None of these create value. They cost time, create stress, and — if they happen enough — damage your reputation.

The scale of the problem

Research by Vanguard Consulting suggests that up to 80% of demand in some service businesses is failure demand. That’s not a typo. Up to 80% of the contacts your team handles might be people chasing things that should have worked the first time.

I saw this clearly inside a healthcare organisation handling around 400 calls a day. When we actually looked at the call data, fewer than half were genuine new requests. The rest were people chasing things, repeating themselves, or calling because the system had let them down previously.

That’s not real demand. That’s your process quietly making more work for you.

Why failure demand is hard to see

The insidious thing about failure demand is that it’s invisible to most conventional metrics. You measure call volume. You measure tickets closed. You measure headcount. But you don’t usually measure how much of that activity is caused by your own process failures.

It also feeds itself. Something breaks → people chase → your team is swamped handling the chasing → something else gets missed → more people chase.
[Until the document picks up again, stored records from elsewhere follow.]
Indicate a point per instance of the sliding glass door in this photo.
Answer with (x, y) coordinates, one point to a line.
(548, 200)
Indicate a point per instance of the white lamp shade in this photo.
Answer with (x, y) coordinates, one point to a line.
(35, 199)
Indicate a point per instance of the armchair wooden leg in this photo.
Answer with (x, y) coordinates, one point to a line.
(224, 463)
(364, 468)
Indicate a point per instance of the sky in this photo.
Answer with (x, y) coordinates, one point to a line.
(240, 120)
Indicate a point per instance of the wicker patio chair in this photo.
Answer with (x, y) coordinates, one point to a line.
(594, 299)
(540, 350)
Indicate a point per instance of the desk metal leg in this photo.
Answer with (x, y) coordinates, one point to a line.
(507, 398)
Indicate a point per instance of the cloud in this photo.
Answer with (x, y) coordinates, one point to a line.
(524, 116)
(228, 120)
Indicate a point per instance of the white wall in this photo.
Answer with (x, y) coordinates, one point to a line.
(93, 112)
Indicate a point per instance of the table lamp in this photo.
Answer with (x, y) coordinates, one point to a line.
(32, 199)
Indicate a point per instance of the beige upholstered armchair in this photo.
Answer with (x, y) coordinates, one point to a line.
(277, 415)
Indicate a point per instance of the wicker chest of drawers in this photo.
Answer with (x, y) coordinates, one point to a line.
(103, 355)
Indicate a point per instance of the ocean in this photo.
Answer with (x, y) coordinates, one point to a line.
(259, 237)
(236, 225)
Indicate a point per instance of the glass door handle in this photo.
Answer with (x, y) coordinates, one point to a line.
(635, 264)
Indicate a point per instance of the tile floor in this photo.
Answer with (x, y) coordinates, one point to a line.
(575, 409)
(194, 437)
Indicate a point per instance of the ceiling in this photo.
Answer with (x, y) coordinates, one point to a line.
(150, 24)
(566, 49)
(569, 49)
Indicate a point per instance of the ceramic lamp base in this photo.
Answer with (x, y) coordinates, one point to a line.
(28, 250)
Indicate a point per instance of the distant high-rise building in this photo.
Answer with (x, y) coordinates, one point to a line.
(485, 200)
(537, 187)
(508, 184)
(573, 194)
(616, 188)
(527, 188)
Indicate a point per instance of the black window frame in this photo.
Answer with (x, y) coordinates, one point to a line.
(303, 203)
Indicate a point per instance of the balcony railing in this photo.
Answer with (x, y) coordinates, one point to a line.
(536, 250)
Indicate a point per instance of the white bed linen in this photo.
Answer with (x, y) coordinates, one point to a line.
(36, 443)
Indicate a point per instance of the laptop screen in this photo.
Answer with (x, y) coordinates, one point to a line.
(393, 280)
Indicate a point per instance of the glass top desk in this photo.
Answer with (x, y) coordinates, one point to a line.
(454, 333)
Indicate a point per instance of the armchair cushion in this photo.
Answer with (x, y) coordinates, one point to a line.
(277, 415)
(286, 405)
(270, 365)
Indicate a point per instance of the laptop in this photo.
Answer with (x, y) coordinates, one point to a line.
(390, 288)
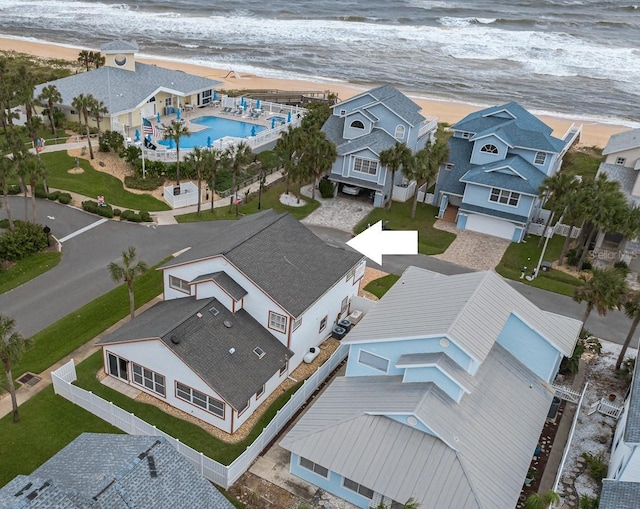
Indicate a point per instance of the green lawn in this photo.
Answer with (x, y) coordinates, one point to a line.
(430, 240)
(92, 183)
(67, 334)
(527, 254)
(186, 432)
(270, 200)
(380, 286)
(26, 269)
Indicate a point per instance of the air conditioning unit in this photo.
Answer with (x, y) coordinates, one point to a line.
(355, 316)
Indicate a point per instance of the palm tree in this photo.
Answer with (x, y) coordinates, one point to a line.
(604, 290)
(237, 155)
(83, 103)
(542, 500)
(12, 346)
(175, 131)
(631, 307)
(394, 158)
(51, 96)
(128, 272)
(319, 156)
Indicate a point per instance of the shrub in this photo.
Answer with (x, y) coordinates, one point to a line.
(326, 188)
(64, 198)
(25, 239)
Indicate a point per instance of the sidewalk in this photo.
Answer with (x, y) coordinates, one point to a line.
(25, 392)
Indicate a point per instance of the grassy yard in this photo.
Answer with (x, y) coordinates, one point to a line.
(430, 240)
(26, 269)
(270, 200)
(67, 334)
(91, 183)
(527, 254)
(380, 286)
(187, 432)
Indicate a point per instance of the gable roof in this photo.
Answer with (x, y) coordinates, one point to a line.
(475, 458)
(470, 309)
(280, 255)
(105, 471)
(627, 140)
(122, 90)
(512, 123)
(236, 377)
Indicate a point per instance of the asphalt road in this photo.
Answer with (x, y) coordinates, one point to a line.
(82, 274)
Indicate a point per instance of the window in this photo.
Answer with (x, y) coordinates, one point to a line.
(277, 322)
(200, 399)
(489, 149)
(505, 197)
(373, 361)
(149, 379)
(365, 166)
(358, 488)
(541, 157)
(179, 284)
(314, 467)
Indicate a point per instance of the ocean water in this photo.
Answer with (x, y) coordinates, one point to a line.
(573, 57)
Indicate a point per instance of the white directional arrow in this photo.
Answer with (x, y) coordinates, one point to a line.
(374, 242)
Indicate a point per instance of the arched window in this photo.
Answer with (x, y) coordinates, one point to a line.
(489, 149)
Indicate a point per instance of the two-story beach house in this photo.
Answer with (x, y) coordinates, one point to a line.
(239, 313)
(446, 391)
(499, 157)
(622, 164)
(131, 90)
(365, 125)
(621, 488)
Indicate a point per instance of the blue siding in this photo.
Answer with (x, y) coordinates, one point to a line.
(392, 350)
(530, 348)
(333, 484)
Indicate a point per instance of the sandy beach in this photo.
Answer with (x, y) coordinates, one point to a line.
(594, 133)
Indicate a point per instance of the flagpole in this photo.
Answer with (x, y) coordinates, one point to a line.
(144, 172)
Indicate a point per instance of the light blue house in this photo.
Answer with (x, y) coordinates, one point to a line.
(499, 156)
(365, 125)
(446, 391)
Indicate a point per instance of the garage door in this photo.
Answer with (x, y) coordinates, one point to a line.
(491, 226)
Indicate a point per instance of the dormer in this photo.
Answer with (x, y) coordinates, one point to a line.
(120, 54)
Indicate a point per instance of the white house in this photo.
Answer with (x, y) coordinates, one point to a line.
(239, 313)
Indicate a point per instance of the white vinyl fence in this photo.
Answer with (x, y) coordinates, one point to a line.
(218, 473)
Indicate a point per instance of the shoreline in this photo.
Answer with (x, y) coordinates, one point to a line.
(595, 132)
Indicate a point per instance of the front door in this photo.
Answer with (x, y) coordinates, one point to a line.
(118, 367)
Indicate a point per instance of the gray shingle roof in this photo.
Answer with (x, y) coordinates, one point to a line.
(236, 377)
(123, 90)
(280, 255)
(619, 495)
(622, 141)
(475, 458)
(471, 309)
(107, 471)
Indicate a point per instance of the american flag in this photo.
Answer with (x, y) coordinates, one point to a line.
(149, 128)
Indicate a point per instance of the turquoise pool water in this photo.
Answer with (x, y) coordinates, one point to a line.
(217, 128)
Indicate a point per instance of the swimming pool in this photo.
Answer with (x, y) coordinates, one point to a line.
(217, 128)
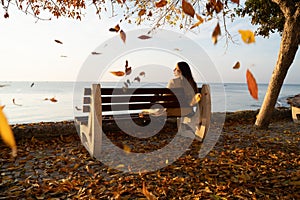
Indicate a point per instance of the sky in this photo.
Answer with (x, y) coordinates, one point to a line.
(29, 53)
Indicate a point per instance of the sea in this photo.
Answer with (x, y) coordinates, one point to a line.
(34, 102)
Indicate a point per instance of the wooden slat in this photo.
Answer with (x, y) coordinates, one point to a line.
(122, 99)
(86, 108)
(123, 107)
(130, 91)
(87, 91)
(86, 100)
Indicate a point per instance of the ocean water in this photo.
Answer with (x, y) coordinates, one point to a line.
(30, 105)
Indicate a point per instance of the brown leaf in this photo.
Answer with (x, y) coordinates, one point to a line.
(247, 36)
(118, 73)
(123, 35)
(148, 194)
(236, 1)
(57, 41)
(144, 37)
(141, 12)
(216, 33)
(188, 8)
(200, 21)
(53, 99)
(161, 3)
(115, 29)
(237, 65)
(252, 86)
(218, 6)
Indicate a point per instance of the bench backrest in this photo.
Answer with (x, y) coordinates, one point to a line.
(130, 99)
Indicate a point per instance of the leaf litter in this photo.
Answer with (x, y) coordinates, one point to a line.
(245, 164)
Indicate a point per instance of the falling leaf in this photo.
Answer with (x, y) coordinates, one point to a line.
(247, 36)
(16, 103)
(53, 99)
(218, 6)
(78, 109)
(144, 37)
(121, 1)
(188, 8)
(216, 33)
(236, 1)
(57, 41)
(196, 99)
(6, 133)
(118, 73)
(115, 29)
(123, 36)
(148, 194)
(161, 3)
(252, 86)
(237, 65)
(141, 12)
(200, 21)
(96, 53)
(137, 79)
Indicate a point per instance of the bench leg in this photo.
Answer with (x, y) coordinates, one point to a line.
(296, 114)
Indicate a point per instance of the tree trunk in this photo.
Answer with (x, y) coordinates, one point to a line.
(288, 49)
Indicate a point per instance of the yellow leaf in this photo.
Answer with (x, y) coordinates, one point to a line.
(216, 33)
(200, 21)
(247, 36)
(252, 86)
(161, 3)
(123, 36)
(6, 133)
(237, 65)
(188, 8)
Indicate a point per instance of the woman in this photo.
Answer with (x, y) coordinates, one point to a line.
(183, 79)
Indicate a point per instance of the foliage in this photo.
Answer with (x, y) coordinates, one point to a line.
(265, 13)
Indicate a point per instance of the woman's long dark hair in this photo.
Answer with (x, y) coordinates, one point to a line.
(187, 74)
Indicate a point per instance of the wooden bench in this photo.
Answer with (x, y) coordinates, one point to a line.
(295, 107)
(99, 103)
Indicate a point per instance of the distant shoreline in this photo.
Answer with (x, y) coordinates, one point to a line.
(55, 129)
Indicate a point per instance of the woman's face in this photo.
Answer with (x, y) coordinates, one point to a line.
(177, 72)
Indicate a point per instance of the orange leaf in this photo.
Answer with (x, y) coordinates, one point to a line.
(53, 99)
(237, 65)
(148, 194)
(115, 29)
(236, 1)
(123, 36)
(252, 86)
(200, 21)
(161, 3)
(216, 33)
(144, 37)
(118, 73)
(188, 8)
(57, 41)
(247, 36)
(141, 12)
(6, 133)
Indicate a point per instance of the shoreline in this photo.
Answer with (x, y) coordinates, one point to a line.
(65, 128)
(245, 163)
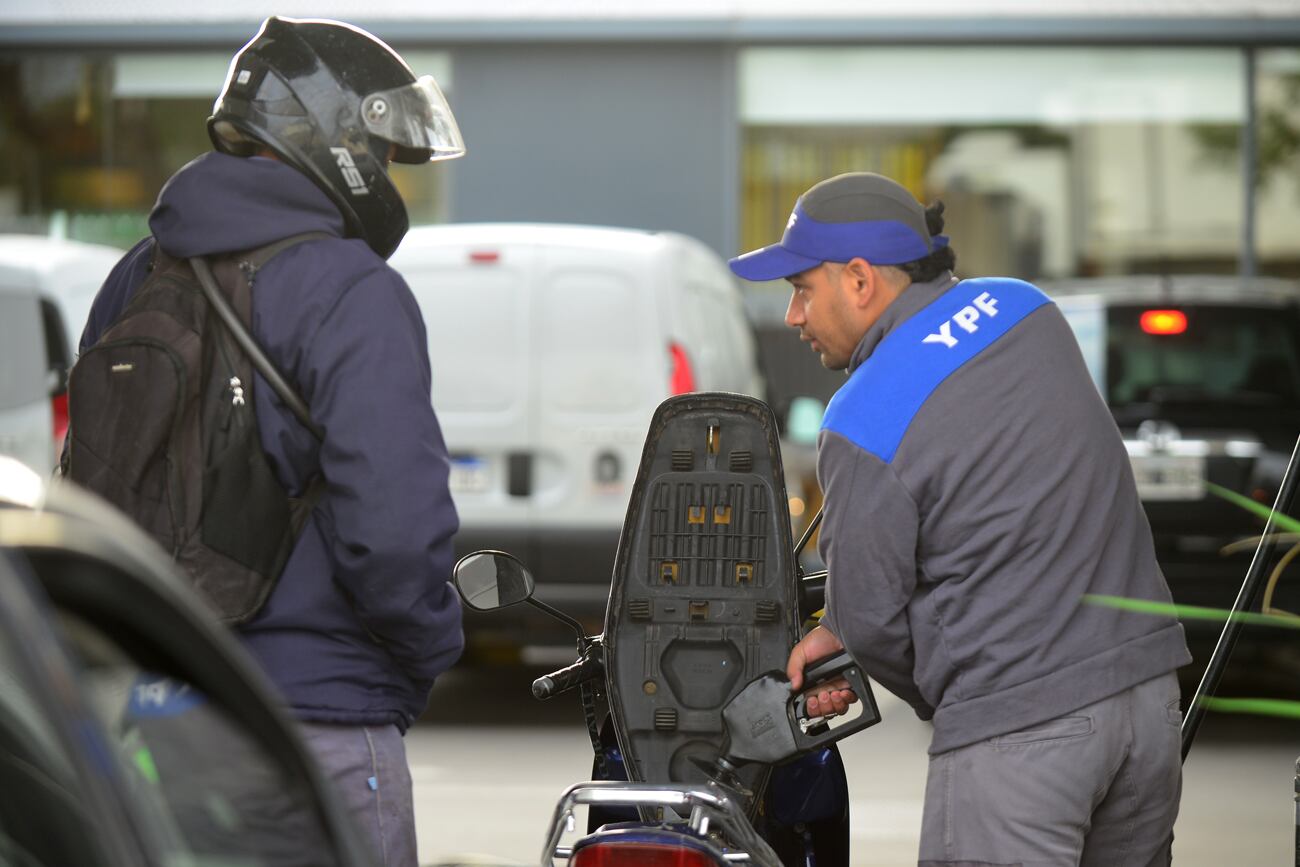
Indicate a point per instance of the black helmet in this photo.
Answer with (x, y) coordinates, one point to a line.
(333, 102)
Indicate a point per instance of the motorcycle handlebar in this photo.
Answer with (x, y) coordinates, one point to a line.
(566, 679)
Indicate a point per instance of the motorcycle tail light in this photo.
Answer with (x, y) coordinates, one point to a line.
(638, 854)
(683, 380)
(59, 404)
(1164, 321)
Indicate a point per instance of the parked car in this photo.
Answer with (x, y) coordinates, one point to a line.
(46, 291)
(551, 346)
(133, 727)
(1203, 376)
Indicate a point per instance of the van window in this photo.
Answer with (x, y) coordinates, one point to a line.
(593, 354)
(477, 330)
(22, 352)
(1240, 358)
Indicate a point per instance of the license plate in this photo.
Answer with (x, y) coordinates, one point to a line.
(468, 476)
(1169, 477)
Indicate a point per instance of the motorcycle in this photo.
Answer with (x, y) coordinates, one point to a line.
(706, 758)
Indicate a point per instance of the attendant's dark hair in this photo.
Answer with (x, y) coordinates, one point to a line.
(922, 271)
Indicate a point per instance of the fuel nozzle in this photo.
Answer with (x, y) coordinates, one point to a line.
(767, 723)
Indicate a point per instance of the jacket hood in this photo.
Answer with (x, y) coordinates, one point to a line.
(221, 203)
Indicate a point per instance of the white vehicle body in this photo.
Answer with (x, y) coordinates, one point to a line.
(551, 346)
(46, 291)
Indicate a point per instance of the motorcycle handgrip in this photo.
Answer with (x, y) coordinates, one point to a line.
(564, 679)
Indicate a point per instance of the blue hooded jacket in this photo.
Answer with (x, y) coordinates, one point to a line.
(363, 618)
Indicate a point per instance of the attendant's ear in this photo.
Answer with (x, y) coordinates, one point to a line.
(861, 280)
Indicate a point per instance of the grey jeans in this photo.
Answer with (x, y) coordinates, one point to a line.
(1099, 788)
(368, 768)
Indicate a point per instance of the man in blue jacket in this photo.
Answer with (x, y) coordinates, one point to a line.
(976, 495)
(363, 618)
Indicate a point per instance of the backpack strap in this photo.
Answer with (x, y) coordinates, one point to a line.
(250, 263)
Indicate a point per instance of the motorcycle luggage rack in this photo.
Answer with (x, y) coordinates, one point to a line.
(711, 810)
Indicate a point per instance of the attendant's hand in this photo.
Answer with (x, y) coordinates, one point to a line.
(826, 699)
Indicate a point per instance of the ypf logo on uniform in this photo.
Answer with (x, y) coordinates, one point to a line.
(351, 174)
(965, 319)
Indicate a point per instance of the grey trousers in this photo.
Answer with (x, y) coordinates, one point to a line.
(1099, 788)
(368, 768)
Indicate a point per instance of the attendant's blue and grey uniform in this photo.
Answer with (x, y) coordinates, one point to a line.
(363, 619)
(978, 498)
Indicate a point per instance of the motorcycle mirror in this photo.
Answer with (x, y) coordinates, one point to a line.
(490, 580)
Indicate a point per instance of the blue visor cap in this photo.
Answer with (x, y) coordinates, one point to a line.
(807, 243)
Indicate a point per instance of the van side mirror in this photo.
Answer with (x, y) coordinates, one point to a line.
(490, 580)
(804, 420)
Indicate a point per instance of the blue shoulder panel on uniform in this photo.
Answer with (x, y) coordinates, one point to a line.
(878, 403)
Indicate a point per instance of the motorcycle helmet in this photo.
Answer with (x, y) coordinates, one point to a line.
(334, 102)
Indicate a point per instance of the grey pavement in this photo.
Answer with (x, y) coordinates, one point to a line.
(485, 787)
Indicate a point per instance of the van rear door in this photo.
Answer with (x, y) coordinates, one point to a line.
(602, 365)
(476, 306)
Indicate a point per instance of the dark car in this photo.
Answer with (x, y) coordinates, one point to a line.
(133, 728)
(1203, 376)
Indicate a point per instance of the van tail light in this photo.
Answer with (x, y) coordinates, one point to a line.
(683, 380)
(59, 403)
(638, 854)
(1164, 321)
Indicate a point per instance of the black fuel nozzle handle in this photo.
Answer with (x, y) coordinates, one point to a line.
(767, 723)
(811, 733)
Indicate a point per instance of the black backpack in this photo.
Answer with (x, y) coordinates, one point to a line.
(163, 425)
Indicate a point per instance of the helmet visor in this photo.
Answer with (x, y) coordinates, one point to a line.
(415, 117)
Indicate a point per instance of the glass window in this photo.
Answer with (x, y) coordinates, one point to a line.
(204, 788)
(1051, 161)
(87, 139)
(1239, 358)
(1278, 161)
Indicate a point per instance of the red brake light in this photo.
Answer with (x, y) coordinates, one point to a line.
(59, 403)
(683, 380)
(638, 854)
(1164, 321)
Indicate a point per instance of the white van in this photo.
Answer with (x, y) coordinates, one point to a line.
(551, 346)
(46, 291)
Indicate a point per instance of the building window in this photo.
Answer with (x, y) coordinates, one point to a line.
(87, 139)
(1052, 161)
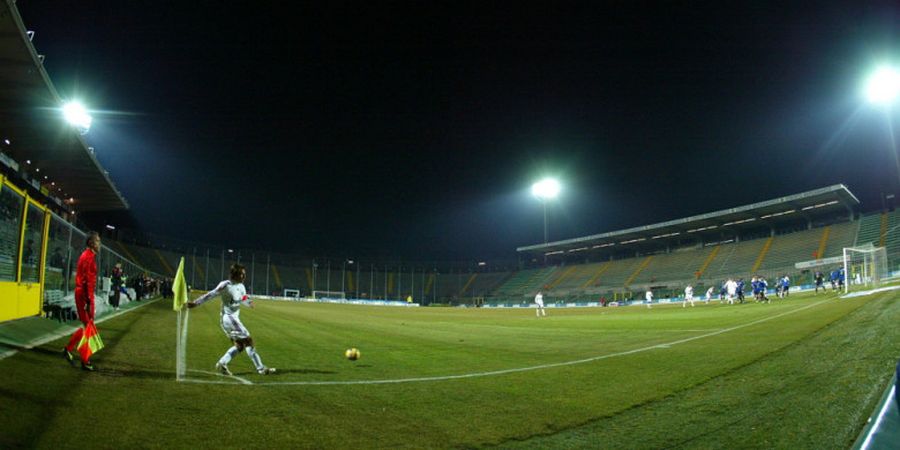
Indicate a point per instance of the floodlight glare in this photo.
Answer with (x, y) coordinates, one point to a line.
(883, 86)
(545, 189)
(76, 114)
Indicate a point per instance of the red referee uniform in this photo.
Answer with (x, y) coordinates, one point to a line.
(85, 282)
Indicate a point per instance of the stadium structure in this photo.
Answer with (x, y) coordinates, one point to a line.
(49, 176)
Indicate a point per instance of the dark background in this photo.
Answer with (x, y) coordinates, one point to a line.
(416, 130)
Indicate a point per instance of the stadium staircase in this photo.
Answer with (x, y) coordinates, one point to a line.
(525, 282)
(707, 261)
(639, 269)
(870, 229)
(762, 254)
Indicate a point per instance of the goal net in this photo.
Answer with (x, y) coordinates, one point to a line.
(330, 295)
(864, 267)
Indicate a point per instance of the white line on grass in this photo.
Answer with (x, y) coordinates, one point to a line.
(66, 332)
(242, 380)
(520, 369)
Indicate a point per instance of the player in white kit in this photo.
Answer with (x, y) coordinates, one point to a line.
(233, 294)
(539, 300)
(688, 296)
(730, 290)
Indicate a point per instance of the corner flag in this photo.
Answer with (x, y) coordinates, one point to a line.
(179, 288)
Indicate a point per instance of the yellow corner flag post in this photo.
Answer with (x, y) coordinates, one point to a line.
(179, 298)
(179, 288)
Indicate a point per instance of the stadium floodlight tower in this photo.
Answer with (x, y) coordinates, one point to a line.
(77, 115)
(882, 89)
(883, 86)
(546, 190)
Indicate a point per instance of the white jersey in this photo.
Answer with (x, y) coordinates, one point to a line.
(233, 294)
(731, 287)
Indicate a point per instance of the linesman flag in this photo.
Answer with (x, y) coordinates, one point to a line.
(90, 342)
(179, 288)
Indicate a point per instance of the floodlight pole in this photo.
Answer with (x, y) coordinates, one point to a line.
(546, 222)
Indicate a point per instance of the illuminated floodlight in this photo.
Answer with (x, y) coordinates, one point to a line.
(546, 189)
(76, 114)
(883, 86)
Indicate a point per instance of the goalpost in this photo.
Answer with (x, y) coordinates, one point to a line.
(331, 295)
(864, 267)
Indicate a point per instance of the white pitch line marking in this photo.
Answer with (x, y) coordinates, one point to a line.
(520, 369)
(242, 380)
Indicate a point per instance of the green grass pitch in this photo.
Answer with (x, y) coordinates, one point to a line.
(798, 373)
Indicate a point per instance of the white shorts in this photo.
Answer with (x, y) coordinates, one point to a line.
(233, 328)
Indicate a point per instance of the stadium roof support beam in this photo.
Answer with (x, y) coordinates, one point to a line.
(827, 202)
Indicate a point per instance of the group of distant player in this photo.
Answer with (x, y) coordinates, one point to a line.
(732, 291)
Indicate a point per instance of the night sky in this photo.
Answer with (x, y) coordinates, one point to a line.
(414, 130)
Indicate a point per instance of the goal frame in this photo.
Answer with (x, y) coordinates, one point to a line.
(333, 295)
(873, 265)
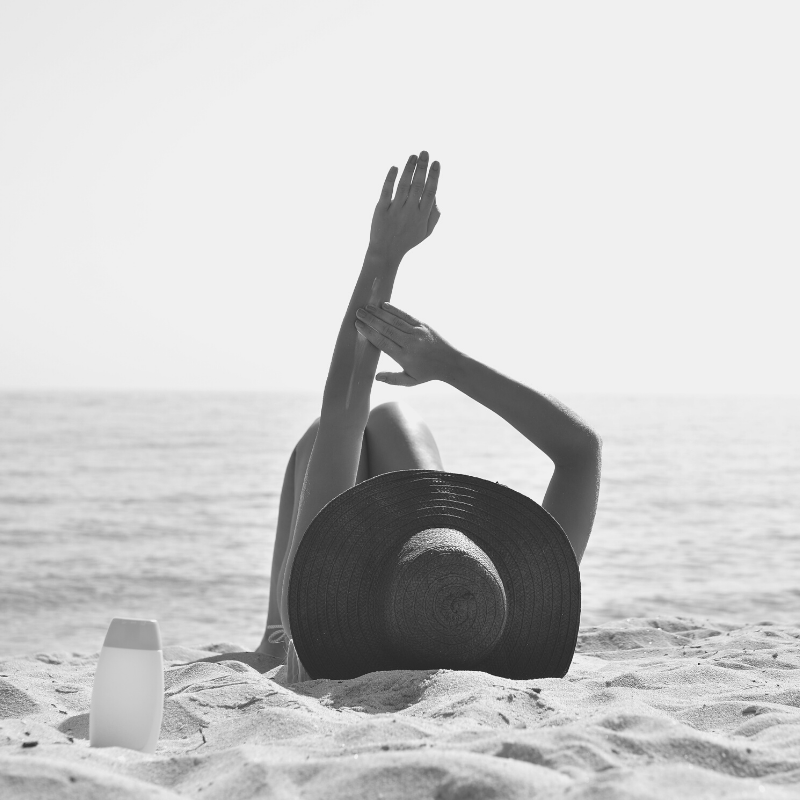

The cycle accelerates and looks, from the outside, like a business that’s growing.

This is why AI implementation without process understanding can make things worse. If you deploy AI to handle customer contacts faster, but those contacts are primarily failure demand, you’ve just made it faster to process your own failures.

A quick 3-question check

You can get a rough read on failure demand in your business by asking three questions about your incoming contacts over the last month:

  1. How many were people chasing something? (Waiting for a callback, a quote, an update, a reply that should have already come)
  2. How many were about something you’d told them to chase? (“We’ll call you back” — and then they had to call you)
  3. How many were repeats because nothing was captured the first time? (The customer has to repeat everything from the start)

Add those up as a proportion of total contacts. If it’s above 30%, you have a significant failure demand problem worth addressing. If it’s above 50%, it’s your biggest operational priority.

What changes when you fix it

The payoff from addressing failure demand is immediate and compounding. When you fix the upstream cause:

  • The volume of inbound contacts drops — often significantly
  • Your team’s capacity frees up without adding headcount
  • Customer satisfaction improves, because things are going right first time
  • The stress of constant firefighting reduces

And crucially, when you then apply AI or automation, you’re automating genuine demand — not the cascade of failures you’d been managing before.

Where to start

The first step is measurement. You can’t fix what you can’t see. Start with a simple tally of incoming contacts over a week and classify each one: is this genuine new demand, or is this failure demand?

If you want a faster starting point, the Business AI Health Check takes three minutes and is designed to surface exactly this kind of hidden operational cost. Or book a free strategy call and we’ll look at your specific situation.

You might not be busy. You might just be broken. There’s a difference — and it’s worth finding out which one it is.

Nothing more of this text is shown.